…but lovers always come, and lovers always go
And no one’s really sure who’s letting go today…
“Aku sudah tidak sabar bertemu produser itu, Sin!”
“Waah aku tidak sabar melihatmu di televisi, menjadi selebritis!”
“Hahaha. Selebritis? Perutku mual mendengar itu. Ada-ada saja.”
“Tapi semua itu mungkin kan? Dan tinggal selangkah lagi, Mo. Bersiap sajalah.”
“Hahaha. Apa kalau menjadi selebritis nanti namaku jadi berubah ya?
“Maksudmu?”
“Nama Armo terlihat tidak keren, Sin. Kampung sekali kesannya.”
“Hahahaha. Biar kampung kalau nyanyinya bagus, tetap saja jadi keren.”
“Hahaha. Ada-ada saja. Kamu memang temanku yang terbaik, Sinta.”
Oke. Teman.
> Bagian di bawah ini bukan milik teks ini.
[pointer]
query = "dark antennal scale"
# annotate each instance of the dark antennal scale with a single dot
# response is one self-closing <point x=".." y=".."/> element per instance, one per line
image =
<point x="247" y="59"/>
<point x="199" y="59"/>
Sebenarnya kata itu cukup menggambarkan perasaanmu padaku bukan? Huh, teman? Tidak rela rasanya aku mendengar kata itu keluar dari mulutmu. Aku ingin lebih! Ah, mulai lagi. Keegoisan seorang Sinta mulai tampak. Dan sifat buruk itu justru muncul pada saat hari-hari terakhir kita bersama, sebelum kamu pergi ke Jakarta dan menemui produser itu. Kemanapun kamu pergi, harus ada aku. Harus. Aku tidak mau membuang kesempatan untuk terus bersama kamu. Aku bertindak seolah-olah tidak ada hari esok. Dan, memang.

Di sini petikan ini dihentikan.